Lateralized Learning to Solve Complex Problems
Artificial intelligence systems have become proficient at linking environmental features to targets to describe simple patterns in data. However, these systems can struggle with many real-world problems that entail hierarchical patterns within patterns, for example, in recognizing object ontologies where one object is made-up of other objects. Although it is possible to capture such complex structures by utilizing state-of-the-art deep networks, the knowledge is often stored in layers that do not take advantage of the potential benefits provided by reusing patterns within a layer of the system.
Biological nervous systems can learn knowledge from simple and small-scale problems and then apply it to resolve more complex and large-scale problems in similar and related domains. However, rudimentary attempts to apply this transfer learning in artificial intelligence systems have struggled. This may be due to the homogeneous nature of their knowledge representation. The current understanding of the learning mechanisms in the brains of human and non-human animals can be used as inspiration to improve learning in artificial agents. Research into lateral asymmetry of the brain shows that it enables modular learning at different levels of abstraction that facilitate transfer between tasks.
The proposed thesis is that an artificial intelligence system that enables lateralization and modular learning at different levels of abstraction has the ability to solve complex hierarchical problems that a similar homogeneous system can not. The comprehensive goal of this thesis is to accomplish lateralized learning, inspired by the principles of biological intelligence, in artificial intelligence systems. The objectives are to show that lateralization and modular learning assist the novel systems to encapsulate the underlying knowledge patterns in the form of building blocks of knowledge. These building blocks of knowledge are to be tested on analyzable Boolean tasks as well as practical computer vision and navigation tasks. Academic contributions are related to the novel methods of the linking, transfer, and sharing of learned knowledge which are based on the analogous strategies of the brain.
This thesis proposes a general framework for lateralized artificial intelligence systems. The novel lateralized framework spans key aspects of knowledge perception, knowledge representation and utilization, and patterns of connectivity. It determines the essential functionality, critical methods, and associated parameters that are required to be incorporated into an artificial intelligence system to behave as a lateralized artificial intelligence system.
This thesis creates a novel evolutionary machine learning system, by adapting the lateralized framework, to obtain a proof-of-concept of the lateralized approach. Considering the same problem at different levels of abstraction enables the novel system to reframe a complex problem as a simple problem and efficiently resolve it. The results on analyzable Boolean tasks show that the problems that contain a natural hierarchy of patterns are solved to a scale that exceeds previous work (i.e. 18-bit hierarchical multiplexer problem), and reusing learned general patterns as constituents for future problems advances transfer learning (e.g. n-bit parity problem effectively becomes a sequence of 2-bit parity problems).
This thesis creates a novel lateralized artificial intelligence system, by adapting the lateralized framework, that shows robustness in a real-world domain that includes uncertainty, noise, and irrelevant and redundant data. The results of image classification tasks show that the lateralized system efficiently learns hierarchical distributions of knowledge, demonstrating performance that is similar to (or better than) other state-of-the-art deep systems as it reasons using multiple representations. Crucially, the novel system outperformed all the state-of-the-art deep models for the classification (binary classes) of normal and adversarial images by 0.43%-2.56% and 2.15%-25.84%, respectively. This thesis creates another novel multi-class lateralized system for computer vision problems to show that the lateralized approach can be scaled and not limited to learning classifier systems.

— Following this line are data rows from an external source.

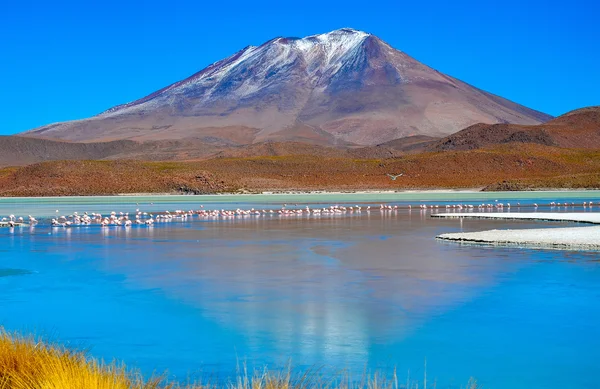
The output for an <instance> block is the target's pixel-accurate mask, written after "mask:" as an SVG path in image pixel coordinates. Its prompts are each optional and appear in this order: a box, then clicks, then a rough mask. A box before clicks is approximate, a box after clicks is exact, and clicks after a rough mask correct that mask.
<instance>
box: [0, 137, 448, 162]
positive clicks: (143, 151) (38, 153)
mask: <svg viewBox="0 0 600 389" xmlns="http://www.w3.org/2000/svg"><path fill="white" fill-rule="evenodd" d="M435 139H437V138H431V137H427V136H414V137H408V138H403V139H396V140H394V141H392V142H388V143H384V144H381V145H377V146H368V147H353V148H350V147H347V146H346V147H331V146H321V145H317V144H313V143H303V142H272V141H268V142H260V143H254V144H249V145H228V144H223V143H219V142H215V143H212V144H209V143H206V142H203V141H200V140H194V139H186V140H170V141H169V140H162V141H145V142H137V141H131V140H120V141H112V142H92V143H78V142H65V141H56V140H49V139H39V138H29V137H20V136H0V167H2V166H24V165H29V164H33V163H38V162H44V161H60V160H75V161H80V160H118V159H123V160H141V161H193V160H203V159H209V158H250V157H260V156H284V155H312V156H321V157H340V158H341V157H353V158H367V159H368V158H391V157H399V156H402V155H405V154H409V153H414V152H418V151H422V150H424V149H425V147H426V146H427V145H428V144H430V143H431V142H433V141H435Z"/></svg>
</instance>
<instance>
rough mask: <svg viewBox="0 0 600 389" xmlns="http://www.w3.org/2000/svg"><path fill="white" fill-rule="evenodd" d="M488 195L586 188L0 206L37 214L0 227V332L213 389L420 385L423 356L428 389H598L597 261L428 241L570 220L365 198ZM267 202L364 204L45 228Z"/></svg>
mask: <svg viewBox="0 0 600 389" xmlns="http://www.w3.org/2000/svg"><path fill="white" fill-rule="evenodd" d="M496 199H498V200H499V201H511V202H513V203H516V202H520V203H521V204H523V205H525V204H531V203H533V202H538V203H540V204H546V203H549V202H550V201H569V202H571V201H574V202H578V201H579V202H581V201H589V200H593V201H598V200H600V193H599V192H592V191H588V192H554V193H551V192H528V193H518V192H515V193H478V192H473V193H467V192H465V193H460V192H451V193H442V192H440V193H426V194H421V193H400V194H399V193H382V194H355V195H351V194H331V195H324V194H321V195H310V196H308V195H270V196H269V195H262V196H261V195H258V196H173V197H172V196H165V197H157V196H146V197H142V196H138V197H97V198H54V199H0V217H4V216H8V215H9V214H11V213H14V214H16V215H17V216H24V217H26V216H27V215H28V214H32V215H34V216H35V217H37V218H38V219H44V220H42V223H40V225H39V226H37V227H35V228H31V229H30V228H15V229H9V228H0V325H3V326H4V327H6V328H7V329H10V330H19V331H24V332H34V333H37V334H41V335H43V336H45V337H48V338H50V339H54V340H58V341H61V342H65V343H68V344H70V345H71V346H73V347H77V348H89V349H90V351H91V354H92V355H94V356H98V357H102V358H105V359H108V360H110V359H113V358H117V359H120V360H123V361H125V362H126V363H127V364H128V365H130V366H136V367H139V368H141V369H142V370H143V372H145V373H146V374H150V373H152V372H154V371H156V372H163V371H165V370H168V372H169V376H170V377H171V378H174V379H179V380H182V381H185V380H186V379H187V378H188V377H202V376H207V375H208V376H210V377H213V379H214V378H215V377H217V378H222V379H227V378H228V377H231V376H232V375H235V372H236V368H237V366H239V365H241V364H247V365H248V366H249V367H251V368H252V367H259V368H262V367H264V366H268V367H269V368H273V369H278V368H282V367H285V366H287V365H288V364H291V365H292V366H294V368H295V369H298V370H303V369H315V368H322V369H323V370H324V371H326V372H327V371H332V372H334V371H339V370H340V369H347V370H348V371H350V372H351V373H352V374H355V375H356V376H360V375H361V374H363V372H364V371H365V370H367V371H383V372H390V371H392V370H393V369H397V371H398V375H399V377H400V381H402V380H403V379H404V378H405V377H406V375H407V374H408V373H407V372H408V371H409V370H410V375H411V377H415V376H422V375H423V373H424V361H425V359H426V360H427V375H428V381H429V382H433V381H434V380H435V381H436V383H437V387H438V388H458V387H460V386H461V385H462V386H464V384H465V383H466V382H467V380H468V378H469V377H471V376H473V377H476V378H477V379H478V380H479V382H480V383H481V384H483V385H484V387H486V388H496V389H499V388H528V389H529V388H534V387H535V388H548V389H554V388H561V389H564V388H571V387H573V388H574V387H577V388H594V389H595V388H598V387H600V378H599V377H598V375H597V373H596V371H595V368H596V367H597V366H598V360H600V327H599V326H598V323H600V261H599V259H600V255H599V253H596V252H573V251H558V250H531V249H528V250H526V249H519V248H498V247H486V246H469V245H457V244H453V243H446V242H440V241H437V240H435V239H434V237H435V236H436V235H438V234H441V233H444V232H459V231H478V230H485V229H494V228H533V227H536V228H539V227H548V228H553V227H564V226H566V225H570V224H567V223H541V222H540V223H538V222H524V221H501V220H468V219H465V220H462V221H461V220H449V219H437V218H430V217H429V215H430V213H431V211H422V210H420V209H418V208H417V209H414V208H413V209H412V211H409V210H405V209H403V210H398V211H392V212H386V213H382V212H380V211H379V209H378V204H379V203H380V202H385V203H386V204H391V205H406V204H409V203H410V204H412V205H413V207H418V204H420V203H426V204H441V205H443V204H446V203H449V204H454V203H456V202H459V201H460V202H462V203H472V204H478V203H480V202H482V201H483V202H493V201H494V200H496ZM284 203H287V204H288V207H289V208H299V209H301V208H303V207H304V206H306V205H307V204H308V205H310V206H311V207H313V206H315V205H314V204H319V205H318V206H320V207H322V206H329V205H331V204H346V203H347V204H362V205H363V207H364V206H366V205H371V206H372V207H373V208H374V209H373V210H372V211H371V212H369V213H367V212H365V211H364V210H363V212H361V213H352V214H343V215H321V216H313V215H311V216H307V215H303V216H291V217H285V216H279V215H273V216H261V217H254V216H247V217H240V218H235V219H227V220H223V219H203V218H198V217H197V216H196V217H193V218H191V219H188V220H187V221H171V222H166V223H157V224H156V225H155V226H154V227H145V226H141V227H135V226H134V227H131V228H124V227H116V226H115V227H109V228H101V227H99V226H87V227H74V228H69V229H62V228H60V229H57V228H51V227H49V226H48V225H47V224H46V223H44V221H45V219H46V218H49V217H52V216H55V215H56V214H63V213H64V214H69V213H72V212H75V211H77V212H80V213H83V212H84V211H88V212H102V213H108V212H110V211H112V210H114V211H117V212H119V211H124V212H134V211H135V209H140V210H141V211H147V212H158V211H164V210H171V211H172V210H175V209H185V210H187V209H198V207H199V206H200V204H202V205H203V206H204V208H205V209H222V208H224V209H235V208H238V207H240V208H252V207H255V208H257V209H262V208H267V209H268V208H278V207H281V206H282V204H284ZM296 204H298V205H296ZM597 208H598V207H596V209H597ZM540 209H541V208H540ZM548 209H549V208H545V209H544V210H545V211H547V210H548ZM56 210H58V211H59V212H58V213H56ZM518 211H519V210H518V209H515V208H514V207H513V209H512V212H518ZM527 211H531V209H528V210H527ZM588 211H589V210H588ZM573 225H574V224H573Z"/></svg>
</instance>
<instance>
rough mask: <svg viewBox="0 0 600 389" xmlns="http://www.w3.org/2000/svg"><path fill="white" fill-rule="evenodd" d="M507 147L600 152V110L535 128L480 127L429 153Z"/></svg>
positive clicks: (522, 127)
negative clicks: (537, 148)
mask: <svg viewBox="0 0 600 389" xmlns="http://www.w3.org/2000/svg"><path fill="white" fill-rule="evenodd" d="M504 143H537V144H541V145H545V146H556V147H562V148H576V149H600V107H587V108H581V109H578V110H575V111H571V112H568V113H566V114H564V115H561V116H559V117H557V118H556V119H553V120H550V121H549V122H547V123H544V124H539V125H533V126H525V125H515V124H483V123H479V124H475V125H473V126H470V127H468V128H465V129H464V130H462V131H459V132H457V133H455V134H452V135H450V136H448V137H446V138H444V139H441V140H439V141H438V142H436V143H434V144H433V145H431V146H430V147H429V149H430V150H432V151H448V150H472V149H479V148H483V147H488V146H492V145H496V144H504Z"/></svg>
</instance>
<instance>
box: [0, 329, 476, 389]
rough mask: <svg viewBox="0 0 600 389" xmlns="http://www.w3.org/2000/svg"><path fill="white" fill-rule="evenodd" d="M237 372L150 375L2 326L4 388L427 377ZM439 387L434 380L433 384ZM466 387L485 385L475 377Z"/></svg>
mask: <svg viewBox="0 0 600 389" xmlns="http://www.w3.org/2000/svg"><path fill="white" fill-rule="evenodd" d="M236 377H237V378H235V380H233V381H229V382H227V383H224V384H223V383H220V384H219V383H217V384H207V385H204V384H199V383H194V384H187V385H180V384H178V383H172V382H168V381H167V380H166V379H164V377H152V378H149V379H146V378H144V377H143V376H142V374H141V373H140V372H139V371H138V370H135V369H129V368H127V367H126V366H125V365H124V364H121V363H118V362H116V361H113V362H111V363H105V362H104V361H102V360H98V359H94V358H90V357H88V356H87V355H86V354H85V353H84V352H81V351H74V350H70V349H68V348H66V347H64V346H61V345H58V344H53V343H47V342H42V341H41V340H40V339H38V338H36V337H34V336H22V335H19V334H17V333H9V332H7V331H5V330H4V329H2V328H1V327H0V389H418V388H423V389H425V388H426V383H425V382H424V381H421V382H419V381H411V380H410V378H407V379H406V381H405V382H402V383H401V384H400V385H399V380H398V377H397V375H396V371H394V373H393V375H392V377H389V376H386V375H382V374H380V373H375V374H364V376H363V378H362V380H360V381H356V380H354V379H352V378H351V376H350V374H348V373H347V372H341V373H337V374H324V373H322V372H321V371H319V370H316V371H305V372H303V373H301V374H294V373H293V371H292V369H291V368H288V369H286V370H282V371H279V372H273V371H270V370H268V369H262V370H254V371H252V372H249V371H248V369H247V368H246V366H245V365H244V366H243V368H241V369H238V372H237V376H236ZM434 387H435V384H434ZM465 389H482V387H481V386H480V385H479V384H478V383H477V381H475V380H474V379H471V380H470V381H469V382H468V384H467V385H466V386H465Z"/></svg>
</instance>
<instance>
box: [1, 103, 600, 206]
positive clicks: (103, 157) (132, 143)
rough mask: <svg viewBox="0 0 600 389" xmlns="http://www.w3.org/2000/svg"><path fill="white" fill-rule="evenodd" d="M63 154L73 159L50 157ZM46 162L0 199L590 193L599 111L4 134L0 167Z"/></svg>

Both the Boolean and computer vision problems are single step problems in the spatial domain. However, most biological tasks, which exhibit heterogeneity, are temporal in nature. This thesis creates a novel frame-of-reference based artificial intelligence system, by adapting the lateralized framework, to address perceptual aliasing in multi-step decision making tasks. Considering aliased states at a constituent level enables the novel system to place them appropriately in holistic level policies. Consequently, the novel system transforms a non-Markov environment into a deterministic environment and efficiently resolves it. Experimental results show that the novel system effectively solves complex aliasing patterns in non-Markov environments that have been challenging to artificial agents. For example, the novel system utilizes only 6.5, 3.71, and 3.22 steps to resolve Maze10, Littman57, and Woods102, respectively.

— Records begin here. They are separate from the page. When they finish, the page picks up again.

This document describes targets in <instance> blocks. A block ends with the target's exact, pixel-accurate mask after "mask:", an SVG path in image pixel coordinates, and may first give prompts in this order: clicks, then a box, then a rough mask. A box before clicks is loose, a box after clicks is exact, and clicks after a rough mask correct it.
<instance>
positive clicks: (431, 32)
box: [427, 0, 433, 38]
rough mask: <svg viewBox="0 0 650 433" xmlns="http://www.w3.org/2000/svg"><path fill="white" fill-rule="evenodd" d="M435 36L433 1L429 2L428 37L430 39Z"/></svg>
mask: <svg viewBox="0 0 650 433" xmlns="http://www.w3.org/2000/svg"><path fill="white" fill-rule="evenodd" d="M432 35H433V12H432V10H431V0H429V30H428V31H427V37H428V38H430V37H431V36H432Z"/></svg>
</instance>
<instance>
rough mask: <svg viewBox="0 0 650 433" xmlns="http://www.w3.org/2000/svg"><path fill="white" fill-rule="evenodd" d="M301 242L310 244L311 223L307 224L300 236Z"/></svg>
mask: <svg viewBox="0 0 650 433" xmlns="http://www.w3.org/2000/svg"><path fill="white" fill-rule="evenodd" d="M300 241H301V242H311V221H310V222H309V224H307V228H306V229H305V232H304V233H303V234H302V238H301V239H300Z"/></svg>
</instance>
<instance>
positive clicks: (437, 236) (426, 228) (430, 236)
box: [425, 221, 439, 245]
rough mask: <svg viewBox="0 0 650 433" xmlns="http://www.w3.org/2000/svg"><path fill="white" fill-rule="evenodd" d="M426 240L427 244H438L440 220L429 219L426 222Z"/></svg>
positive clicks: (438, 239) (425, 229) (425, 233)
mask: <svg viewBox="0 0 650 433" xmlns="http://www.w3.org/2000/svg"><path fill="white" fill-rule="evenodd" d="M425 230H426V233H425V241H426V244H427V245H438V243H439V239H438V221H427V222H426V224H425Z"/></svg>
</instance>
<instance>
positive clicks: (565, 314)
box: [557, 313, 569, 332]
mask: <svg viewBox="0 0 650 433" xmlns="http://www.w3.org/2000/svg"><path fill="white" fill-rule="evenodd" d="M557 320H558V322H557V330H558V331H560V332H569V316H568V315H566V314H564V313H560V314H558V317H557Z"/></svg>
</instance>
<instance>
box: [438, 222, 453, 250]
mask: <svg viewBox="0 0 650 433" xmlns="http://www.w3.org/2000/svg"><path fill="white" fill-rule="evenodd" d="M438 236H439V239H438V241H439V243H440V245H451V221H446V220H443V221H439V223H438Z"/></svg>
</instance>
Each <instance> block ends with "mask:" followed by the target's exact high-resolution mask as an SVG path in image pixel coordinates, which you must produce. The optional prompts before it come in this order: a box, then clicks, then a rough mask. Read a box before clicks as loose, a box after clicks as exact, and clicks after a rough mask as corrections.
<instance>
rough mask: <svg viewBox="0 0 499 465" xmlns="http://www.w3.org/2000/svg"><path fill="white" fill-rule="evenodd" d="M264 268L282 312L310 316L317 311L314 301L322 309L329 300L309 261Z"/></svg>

A final contribution of this work is to obtain evidence of the benefits/costs of lateralization from artificial intelligence in order to inform cognitive neuroscience. Given that lateralization is ubiquitous in brains, evolutionary benefits can be assumed, at least in some domains. But that does not mean those benefits extend to all domains. The cognitive neuroscience research community has been struggling to determine the trade-off between the benefits and costs of lateralization. It has been hypothesized that lateralization has benefits that may counterbalance its costs. Lateralization has been associated with both poor and good performance. This thesis demonstrates the value of viable artificial systems for testing the costs and benefits of lateralization in biological systems.